引っ越した家は、隣にも同じ形の家があり4世帯が入居していました。

家の正面側は、幹線道路が走っていて商店などもありましたが、家の裏は田んぼと畑が広がっていました。

畑の中に納屋があり、その向こうに小川、その側に1件農家がありましたが、あとは山まで家はありません。

ボクは主に「家の裏」で遊ぶことになります。

隣の3世帯のうち2世帯に年の近い子が住んでいました。

2軒隣に住む小学4年生が最年長で、近所の子供たちのリーダーでもありました。

また、大家さんの甥にボクと同学年の男の子がいて、この4人で遊ぶことが多かったです。


そんなある日のこと。

「子犬がいるから見に行こう」という話をリーダーが言いだしました。

裏の納屋に野良犬が住みつき、子犬を生んだらしいのです。

さっそく4人組は、納屋に侵入しました。

納屋にはワラが積まれていました。

トラクターなどの農機具が置かれ、その奥の真っ暗な所から子犬の声が聞こえました。

近寄ると、親犬がボク達を威嚇しました。

噛みつかれては困るので、ボク達は遠くから見守りましたが、真っ暗で子犬は見えません。
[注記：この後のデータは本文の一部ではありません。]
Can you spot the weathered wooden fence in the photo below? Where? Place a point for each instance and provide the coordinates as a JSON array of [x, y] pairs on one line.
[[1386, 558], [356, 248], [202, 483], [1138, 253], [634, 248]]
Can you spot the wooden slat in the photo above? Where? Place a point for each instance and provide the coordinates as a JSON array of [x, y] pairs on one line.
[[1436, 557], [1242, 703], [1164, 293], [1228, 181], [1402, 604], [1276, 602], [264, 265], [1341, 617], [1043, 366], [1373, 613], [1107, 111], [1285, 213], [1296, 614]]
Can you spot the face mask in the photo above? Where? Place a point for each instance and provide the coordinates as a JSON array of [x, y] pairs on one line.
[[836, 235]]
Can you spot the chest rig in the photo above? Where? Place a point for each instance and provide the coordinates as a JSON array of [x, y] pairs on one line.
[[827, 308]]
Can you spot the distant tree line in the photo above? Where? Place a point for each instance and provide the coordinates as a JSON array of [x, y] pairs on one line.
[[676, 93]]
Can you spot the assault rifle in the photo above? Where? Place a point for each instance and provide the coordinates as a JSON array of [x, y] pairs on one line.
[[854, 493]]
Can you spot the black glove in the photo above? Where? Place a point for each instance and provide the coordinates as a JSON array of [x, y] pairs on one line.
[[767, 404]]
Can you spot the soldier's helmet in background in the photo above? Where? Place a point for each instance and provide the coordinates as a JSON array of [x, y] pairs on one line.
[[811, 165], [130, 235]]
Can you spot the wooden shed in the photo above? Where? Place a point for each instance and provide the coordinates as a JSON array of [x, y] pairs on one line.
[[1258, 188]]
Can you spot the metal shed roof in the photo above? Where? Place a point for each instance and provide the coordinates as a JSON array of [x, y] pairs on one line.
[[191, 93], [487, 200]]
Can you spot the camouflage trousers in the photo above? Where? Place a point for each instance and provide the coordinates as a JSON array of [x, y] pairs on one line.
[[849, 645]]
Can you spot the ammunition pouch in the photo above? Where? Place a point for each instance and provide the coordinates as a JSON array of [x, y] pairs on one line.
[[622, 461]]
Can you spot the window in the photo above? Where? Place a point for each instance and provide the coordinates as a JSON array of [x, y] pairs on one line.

「あっ、いいことを思いついた! ちょっと待ってて!」

リーダーが言いました。

しばらくすると、リーダーは家からロウソクとマッチを持ってきました。

ロウソクに火をつけ奥を灯すと、子犬の姿が見えました。


「オレも見たい!」

大家さんの甥っ子が、ロウソクを取り上げました。

「アチッ!」

と声が聞こえました。

ロウソクが垂れ、甥っ子の手に触れたみたいです。

問題は、その後でした。

手に持ったロウソクを落としてしまい、ワラに火がつきました。

メラメラと火が大きくなっていきました。

火は大きな炎となていきます。

ボクたちはその炎の真ん中に立ちすくむだけでした・・・。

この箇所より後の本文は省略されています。